Integration of Artificial Intelligence into the Educational Process: Challenges, Opportunities and Pedagogical Strategies
摘要
The present article is dedicated to the analysis of the strategic dimensions inherent in the integration of artificial intelligence (AI) technologies within the educational milieu of technical universities. The focal point of this analysis encompasses models of interaction between the controlling and controlled subsystems, the development of pedagogical knowledge bases, and the utilisation of intelligent platforms for the optimisation of the learning environment.

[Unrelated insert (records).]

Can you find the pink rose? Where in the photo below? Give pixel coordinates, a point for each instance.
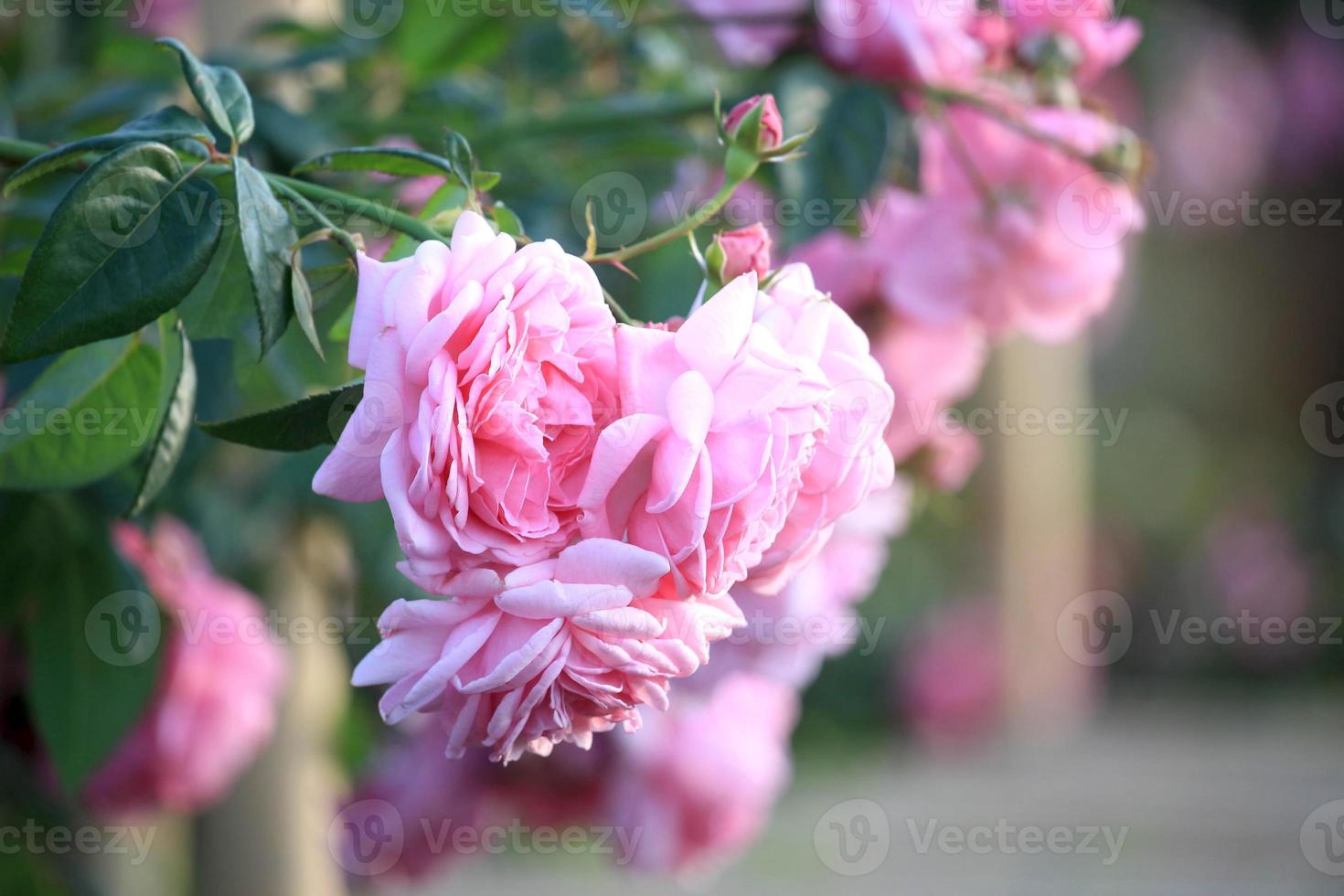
(851, 460)
(700, 782)
(752, 45)
(772, 125)
(901, 39)
(489, 371)
(929, 367)
(740, 251)
(214, 706)
(720, 423)
(549, 653)
(1043, 260)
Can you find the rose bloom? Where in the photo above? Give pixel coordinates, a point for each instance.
(902, 39)
(1043, 260)
(549, 652)
(489, 369)
(214, 706)
(851, 458)
(752, 45)
(720, 421)
(700, 782)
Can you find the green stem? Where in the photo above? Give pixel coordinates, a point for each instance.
(23, 151)
(657, 240)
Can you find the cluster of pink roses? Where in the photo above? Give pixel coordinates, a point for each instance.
(586, 493)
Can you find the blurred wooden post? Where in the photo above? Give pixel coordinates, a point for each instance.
(1043, 538)
(271, 836)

The text examines methods for transforming educational processes through adaptive algorithms, hybrid models, and AI tools that foster personalised learning and increase the efficiency of professional training. The study proposes a model of interaction between educational subsystems that employs artificial intelligence (AI). This model incorporates structured, static, dynamic and operational knowledge to facilitate decision-making processes. The integration of multiple AI platforms has been demonstrated to provide a number of advantages, including automation, adaptive learning and material visualisation. The findings illustrate a cyclical approach to process enhancement, emphasising the utilisation of hybrid models that integrate expert knowledge with algorithms. This approach has been demonstrated to facilitate the development of systemic thinking and the practical competencies of students specialising in technical disciplines. Subsequent research concentrates on the development of algorithms for a more profound analysis of the causal mechanisms of AI effectiveness in education. This analysis includes the empirical testing of hybrid models in real university environments. A promising avenue for future research lies in the study of the impact of intelligent systems on the psychological aspects of learning, such as motivation and cognitive load. Furthermore, there is potential for integration with new technologies, including machine learning, for the purpose of predicting academic trajectories.